Frederick Beuchner wrote, “Here is the world. Beautiful and terrible things will happen. Don’t be afraid.” This could be the motto for the heroine of Marly Youmans’s new novel, which follows the story of Charis, a young woman whose life is riddled with unimaginable loss and undeniable beauty. Set in Puritan New England, it’s a tale that will interest not just history buffs but anyone who knows the world to be a beautiful, terrible place stitched through with grace.

This is a book that does not shy away from theodicy, the reconciling of our understanding of God’s goodness with the fact of evil, suffering, and chaos. In our skeptical modern world, narratives wrestling with this theme usually exist between the poles of belief and agnosticism; not so with Charis. As she seeks to make sense of her world, her first impulse is not to wonder if God exists but to look for signs of God and to wonder how God regards this world so full of peril. In a manner reminiscent of Julian of Norwich’s Revelations of Divine Love, Charis circles around and around the problem of evil, seeking not to resolve but to confront it. With her, the reader meets horror and goodness in equal measure: massacres, witch-hunts, suicide, and freak accidents alongside the generosity of strangers, the mystery of alchemy, the comfort of scripture, the arresting beauty of nature, and the miracle of birth.

This reflects the era in which the story takes place, when people simply assumed that spiritual forces both benevolent and malevolent animated the cosmos. The most successful aspect of the book is its ability to conjure this premodern and enchanted way of encountering the world, where babies born on the Sabbath are cursed and moose are near-mythic creatures. Reading historical fiction can sometimes feel like a one-sided game of Trivial Pursuit, in which the author inflicts upon you every fact he or she ever learned about the time period. Not so with this book. Charis’ world is one in which I thoroughly believed, full of people I couldn’t help but care about. The archaic language felt natural, and its premodern mindset, full of assumptions alien to the modern experience, was revitalizing to inhabit.
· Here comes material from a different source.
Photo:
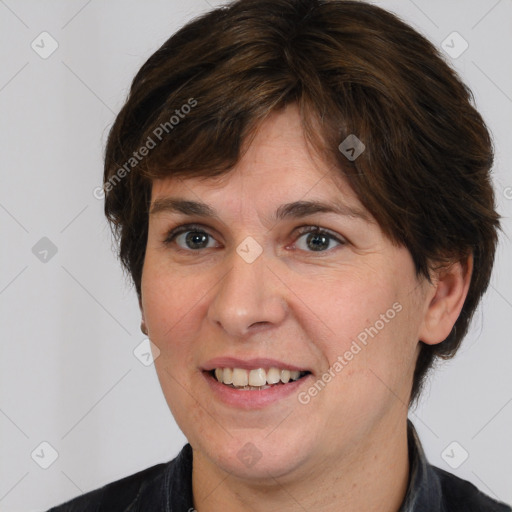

Though masterfully researched and written with elegance and sensitivity, the narrative elements of the book fall short. Many exciting things happen, but they lack a sense of congruity, tension, or completion. At least that was the book’s impression on me; I was never quite sure why I ought to keep reading, or what I was waiting for. Perhaps this narrative ambiguity is a feature of the novel, emblematic of Charis’ own faltering attempts to make sense of the beauty and pain she has experienced. Perhaps we are not meant to be able to stitch the meaning of experiences together like one of Goody Holt’s fine frocks, but must trust the true alchemical magic to which the heroine’s name attests – a grace capable of transfiguring pain into beauty.